Abstract
Settlers of Catan (Catan) is a popular board game featuring expansion, resource management, negotiation, and long-term planning decisions. Unlike traditional turn-based strategy games like Go or Chess, which have been effectively mastered by AI agents, Catan presents a far greater challenge due to its stochastic nature, non-stationary dynamics, and multi-agent interactions—with up to 4 players in the base game. Catan also features slow-paced gameplay with frequent low-impact actions, such as unsuccessful trade proposals or inconsequential dice rolls. These elements lead to long decision sequences with limited immediate feedback, which have made it difficult for both AI-based and game-theoretic models to outperform the average human player.

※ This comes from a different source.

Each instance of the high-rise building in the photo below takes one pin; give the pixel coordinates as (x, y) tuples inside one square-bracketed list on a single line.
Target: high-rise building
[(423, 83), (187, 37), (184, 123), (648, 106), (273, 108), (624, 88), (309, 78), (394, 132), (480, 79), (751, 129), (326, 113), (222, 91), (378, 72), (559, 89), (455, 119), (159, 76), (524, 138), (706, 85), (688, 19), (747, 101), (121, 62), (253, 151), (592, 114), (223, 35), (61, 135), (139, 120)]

To address this challenge, we leverage two emerging areas of research: Turn-Based Multi-Agent Reinforcement Learning (TMARL) and Graph Neural Networks (GNNs). TMARL provides a learning framework where agents iteratively improve their decision-making through experience in multi-agent environments. Meanwhile, GNNs offer a powerful representation learning approach that captures both local and global structures within a game state.
In this paper, we investigate key factors that influence the effectiveness of TMARL agents in the environment of Catan. Specifically, we examine the impact of: (1) a GNN-based state-to-action network designed to leverage the board's spatial and relational structure, (2) various exploration strategies to navigate extended decision-making phases, (3) different replay sampling distributions to prioritize learning from high-impact decisions, and (4) an ensemble model to mimic strategies employed by human players.
Our findings will provide valuable insights into the challenges and opportunities of applying RL to complex, multi-agent environments. The simultaneous interplay of competing objectives and diplomatic negotiations presents a unique challenge for AI—one that remains largely unsolved. Therefore, our results also have broader implications for the development of decision-support systems in military strategy, where turn-based simulations are commonly used to model future engagements, resource allocation, and coalition dynamics—similar to Catan.